As earlier stated, the series of transactions between petitioner and respondent transpired and were
consummated in Hong Kong.9 We also find no single activity which petitioner performed here in the
Philippines pursuant to its purpose and object as a business organization.10 Moreover, petitioner’s
desire to do business within the Philippines is not discernible from the allegations of the complaint or
from its attachments. Therefore, there is no basis for ruling that petitioner is doing business in the
Philippines.

In Eriks, respondent therein alleged the existence of a distributorship agreement between him and the
foreign corporation. If duly established, such distributorship agreement could support respondent’s
claim that petitioner was indeed doing business in the Philippines. Here, there is no such or similar
agreement between petitioner and respondent.

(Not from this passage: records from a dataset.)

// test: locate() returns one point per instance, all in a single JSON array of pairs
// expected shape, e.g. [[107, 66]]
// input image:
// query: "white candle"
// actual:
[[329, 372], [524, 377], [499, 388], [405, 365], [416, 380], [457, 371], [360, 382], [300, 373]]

We disagree with the Court of Appeals’ ruling that the proponents to the transaction determine
whether a foreign corporation is doing business in the Philippines, regardless of the place of delivery
or place where the transaction took place. To accede to such theory makes it possible to classify, for
instance, a series of transactions between a Filipino in the United States and an American company
based in the United States as "doing business in the Philippines," even when these transactions are
negotiated and consummated only within the United States.

An exporter in one country may export its products to many foreign importing countries without
performing in the importing countries specific commercial acts that would constitute doing business
in the importing countries. The mere act of exporting from one’s own country, without doing any
specific commercial act within the territory of the importing country, cannot be deemed as doing
business in the importing country. The importing country does not acquire jurisdiction over the
foreign exporter who has not performed any specific commercial act within the territory of the
importing country. Without jurisdiction over the foreign exporter, the importing country cannot
compel the foreign exporter to secure a license to do business in the importing country.

Otherwise, Philippine exporters, by the mere act alone of exporting their products, could be
considered by the importing countries to be doing business in those countries. This will require
Philippine exporters to secure a business license in every foreign country where they usually export
their products, even if they do not perform any specific commercial act within the territory of such
importing countries. Such a legal concept will have a deleterious effect not only on Philippine exports,
but also on global trade.

To be doing or "transacting business in the Philippines" for purposes of Section 133 of the
Corporation Code, the foreign corporation must actually transact business in the Philippines, that is,
perform specific business transactions within the Philippine territory on a continuing basis in its own
name and for its own account. Actual transaction of business within the Philippine territory is an
essential requisite for the Philippines to acquire jurisdiction over a foreign corporation and thus
require the foreign corporation to secure a Philippine business license. If a foreign corporation does
not transact such kind of business in the Philippines, even if it exports its products to the Philippines,
the Philippines has no jurisdiction to require such foreign corporation to secure a Philippine business
license.

Considering that petitioner is not doing business in the Philippines, it does not need a license in order
to initiate and maintain a collection suit against respondent for the unpaid balance of respondent’s
purchases.

WHEREFORE, we GRANT the petition. We REVERSE the Decision dated 18 April 2001 of the
Court of Appeals in CA-G.R. CV No. 66236. No costs.